Since the spiral recessed trench 86a is formed in the separate helical stator 86 which does not need mechanical strength as compared to the counter shaft 38, formation of the spiral recessed trench 86a is easy and quite advantageous in terms of manufacturing. Moreover, a cross section of such a spiral trench can be made as a closed cross section of “□” (square) or “◯” (circle) shape instead of a U shape, and thus pump efficiency improves.

Further, the lubrication oil pump 85 pumps up the lubrication oil to the upper reserve part 88 of lubrication oil through the hollow inside of the counter shaft 38, and is supplied to the bearings 43, from this upper reserve part 88 of lubrication oil.

Without providing any special device, the lubrication oil can be guided to the bearing 41 above the main drive gear 45 from the upper reserve part 88. Further, the lubrication oil which lubricated the bearing 41 above the main drive gear 45 can lubricate the main drive gear 45 and the counter driven gear 47 meshing therewith by scattering without any special lubrication oil supply device.

Further, in the present invention, a cooling system for cooling the engine 14 is further provided. Here, the cooling system will be described schematically in relation with the transmission 33. In the lower unit 13, a cooling water pump 98 is disposed as schematically illustrated in FIG. 17A, and a cooling water pipe 99 extends out upward into the lower case 35 from this cooling water pump 98. Note that in the following diagram, a flow of cooling water in the cooling system is indicated by arrow C. The cooling water pipe 99 once goes outside from a side part of the lower case 35 and is connected to a cooling water hose 100 as illustrated in FIG. 17B. As also illustrated in FIG. 1, the cooling water hose 100 detours the cases of the transmission 33, particularly the upper case 35, and is connected to a cooling water introducing passage 101 in the mid unit 12 as illustrated in FIG. 18.

The cooling water introducing passage 101 goes up in the mid unit 12 as in FIG. 18 and is connected to a cooling water passage 102 in the vicinity of the lower end of the upper unit 11 as in FIG. 19A. The cooling water which flowed into the cooling water passage 102 thereafter goes up in the upper unit 11 as illustrated in FIG. 19B, and flows around and cools an exhaust manifold and a cylinder block.

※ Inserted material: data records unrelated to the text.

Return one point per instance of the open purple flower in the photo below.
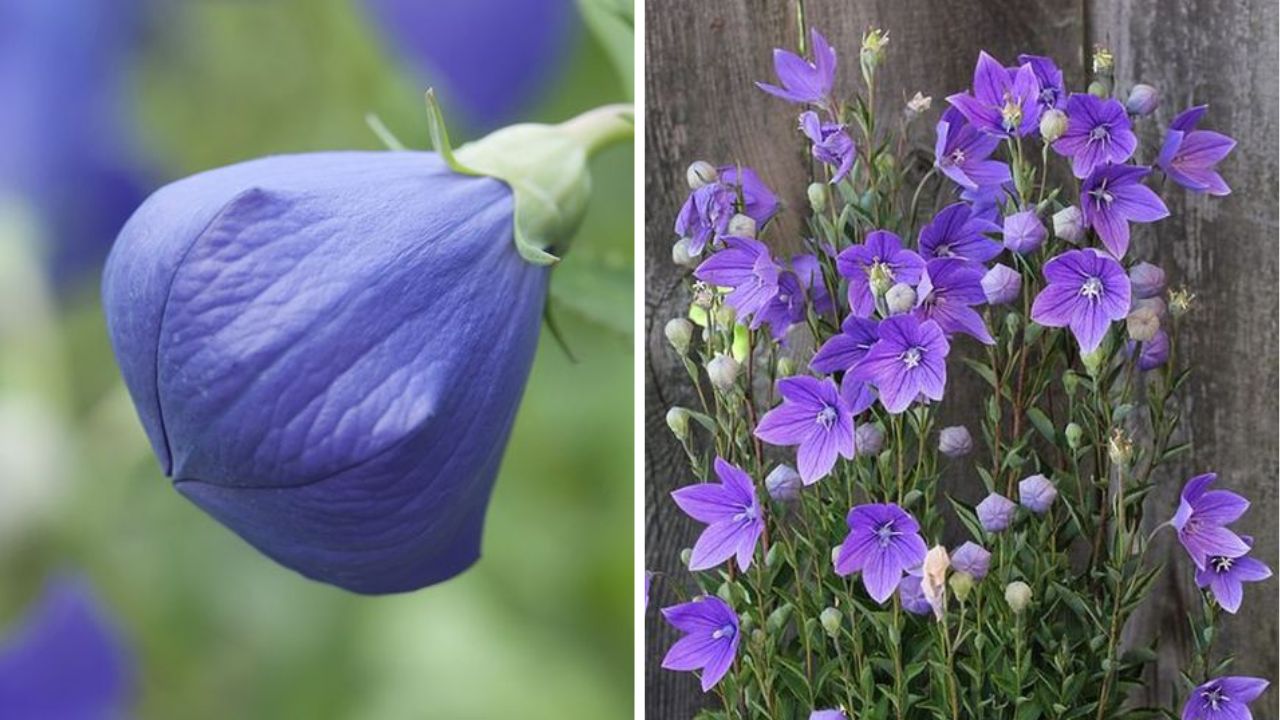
(1004, 101)
(1087, 291)
(964, 154)
(947, 291)
(956, 232)
(906, 361)
(883, 543)
(1225, 577)
(814, 417)
(804, 81)
(1202, 518)
(1224, 698)
(1191, 156)
(746, 267)
(1052, 89)
(846, 349)
(1098, 132)
(881, 255)
(711, 638)
(831, 144)
(1111, 197)
(732, 514)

In this cooling system, the cooling water pipe 99 goes outside from the side part of the lower case 35 and is connected to the cooling water hose 100, but is covered by the exterior cover and is not exposed on the external appearance. The transmission 33 is disposed in middle of the drive shaft 22 in the mid unit 12, but since the transmission 33 is structured quite compactly, an existing exterior cover can be used even when the cooling water hose 100 is disposed in a detouring manner.

In the foregoing, the present invention has been described together with various embodiments, but the present invention is not limited only to these embodiments. Changes and the like can be made within the range of the present invention.

In the above-described embodiments, an example of forming the spiral recessed trench 86a in the left screw direction in the outer periphery of the helical stator 86 is described, but it is also possible to form it in a right screw direction and set the rotation direction of the counter shaft 38 to the reverse direction corresponding to this.

According to the present invention, by providing the lower reserve part of lubrication oil, the surroundings of particularly gears and their bearings disposed in the lower part of the transmission chamber are bathed and lubricated in lubrication oil in the lower reserve part. Thus, without requiring any special supply device, appropriate lubrication is performed, and smooth operation of devices can be ensured.

It should be noted that the above embodiments merely illustrate concrete examples of implementing the present invention, and the technical scope of the present invention is not to be construed in a restrictive manner by these embodiments. That is, the present invention may be implemented in various forms without departing from the technical spirit or main features thereof.